From an Ilocano to Pope Leo XIV: Apologize for 600 years of Augustinian subjugation of Indigenous people
Augustinians ran what is now the Philippines as a unique theocracy in place of the Spanish monarchs. It involved forcing indigenous people together into a “Filipino people” named after their conquerer, King Philip II of Castile. Photo: Wikimedia Commons.
I carry in my blood the anger of my Ilocano ancestors. I carry their grief, their humiliation, and their shattered spirits.
And I write now not with polite detachment but with the righteous rage of generations who were robbed—of names, of gods, of sovereignty, of language, of land.
And I direct that rage toward one of the most culpable architects of our cultural annihilation: the Augustinian Order of the Roman Catholic Church.
Let us be clear—the Augustinians were not passive evangelists who simply brought a new faith.
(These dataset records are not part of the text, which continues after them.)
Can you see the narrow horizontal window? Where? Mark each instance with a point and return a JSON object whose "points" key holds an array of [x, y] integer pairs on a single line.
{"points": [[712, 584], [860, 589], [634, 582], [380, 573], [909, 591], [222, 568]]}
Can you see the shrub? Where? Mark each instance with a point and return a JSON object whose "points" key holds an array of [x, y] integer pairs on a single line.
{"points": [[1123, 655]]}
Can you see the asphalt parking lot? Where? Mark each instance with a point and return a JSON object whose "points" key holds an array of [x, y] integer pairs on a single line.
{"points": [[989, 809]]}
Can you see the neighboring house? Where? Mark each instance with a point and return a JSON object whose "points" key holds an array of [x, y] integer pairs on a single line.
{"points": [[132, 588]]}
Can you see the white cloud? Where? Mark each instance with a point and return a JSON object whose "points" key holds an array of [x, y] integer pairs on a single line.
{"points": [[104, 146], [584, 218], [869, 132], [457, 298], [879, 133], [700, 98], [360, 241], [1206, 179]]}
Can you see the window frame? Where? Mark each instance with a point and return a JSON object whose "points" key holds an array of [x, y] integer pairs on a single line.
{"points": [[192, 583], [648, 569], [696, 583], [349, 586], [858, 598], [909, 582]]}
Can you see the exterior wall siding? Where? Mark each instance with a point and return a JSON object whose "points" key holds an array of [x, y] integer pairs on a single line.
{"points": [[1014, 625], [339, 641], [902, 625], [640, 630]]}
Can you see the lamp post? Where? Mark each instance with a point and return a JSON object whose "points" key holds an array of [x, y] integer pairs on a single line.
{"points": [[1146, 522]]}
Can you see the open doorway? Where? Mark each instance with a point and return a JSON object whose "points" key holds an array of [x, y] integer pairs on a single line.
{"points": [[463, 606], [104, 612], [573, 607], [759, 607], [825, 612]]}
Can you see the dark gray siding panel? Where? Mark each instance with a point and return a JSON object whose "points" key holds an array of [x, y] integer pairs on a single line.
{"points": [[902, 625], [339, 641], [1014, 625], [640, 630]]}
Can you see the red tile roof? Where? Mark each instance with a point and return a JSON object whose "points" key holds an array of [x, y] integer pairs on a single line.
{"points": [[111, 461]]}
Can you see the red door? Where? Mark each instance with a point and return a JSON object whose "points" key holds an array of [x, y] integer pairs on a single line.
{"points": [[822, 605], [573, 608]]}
They were brutal colonizers in cassocks, enforcers of a theocratic regime that stripped the Ilocano people of their identity with the smug conviction of divine right.
For 600 years, they have held moral and spiritual authority while refusing to name, let alone confess, the carnage they caused.
They were the ideological spearhead of Spain’s conquest—marching with the military, sanctifying violence, and crushing indigenous resistance beneath the cross and the crown.
My people, the Ilocano, were never given the chance to negotiate the terms of faith.
We were forced into Catholicism not by miracles or persuasion, but by muskets and garrotes.
Refuse baptism, and you’d be tortured.
Resist colonial power, and you’d be labeled a heretic, a pagan, a devil to be exorcised.
We were deemed unworthy unless we bled out everything that once made us whole.
Our spiritual practices—our anito, our rituals honoring the rain, the mountains, the ancestors—were banned, mocked, and replaced with Latin masses we did not understand and Spanish saints we did not revere.
We were not assimilated.
We were pulverized.
And in that pulverization, the Augustinians found glory.
They built massive cathedrals on lands they stole.
They renamed villages and rivers, silencing our oral traditions.
They imposed Spanish surnames on Ilocano families through the Catálogo Alfabético de Apellidos, fracturing our genealogies and erasing our ancestral memory.
They broke us into submission and then declared it holy.
Now, Pope Leo XIV, a member and spiritual descendant of that very order, presides over a Church that still does not acknowledge this reign of terror.
He is not only the Bishop of Rome—he is a product of an institution that wove itself into the bones of the Philippines and crushed the Ilocano identity beneath layers of Latin, Spanish, and Vatican decree.
When he smiles and speaks of unity, I sometimes see not a shepherd but a successor of the wolves that hunted my people into silence.
This is not ancient history.
The trauma of Augustinian colonization lives in our fragmented names, our hybridized faith, our forgotten rituals, our brown skin kneeling to foreign saints while we whisper our grandparents’ stories in shame.
And to this day, no apology has come.
No recognition.
No reckoning.
The Church speaks of reconciliation, yet offers none.
It calls for peace, yet buries the truth.
And so I carry this rage because if we do not name our wound, it will never heal.
I am Ilocano.
I descend from warriors, farmers, seers, and storytellers who resisted.
And while the Augustinians erased their names from the records, they did not erase them from me.
Let the Church know: We doremember. And we demand that they remember too.
Pope Leo now has an opportunity to formally apologize for those historic, bloody life-taking wrongs.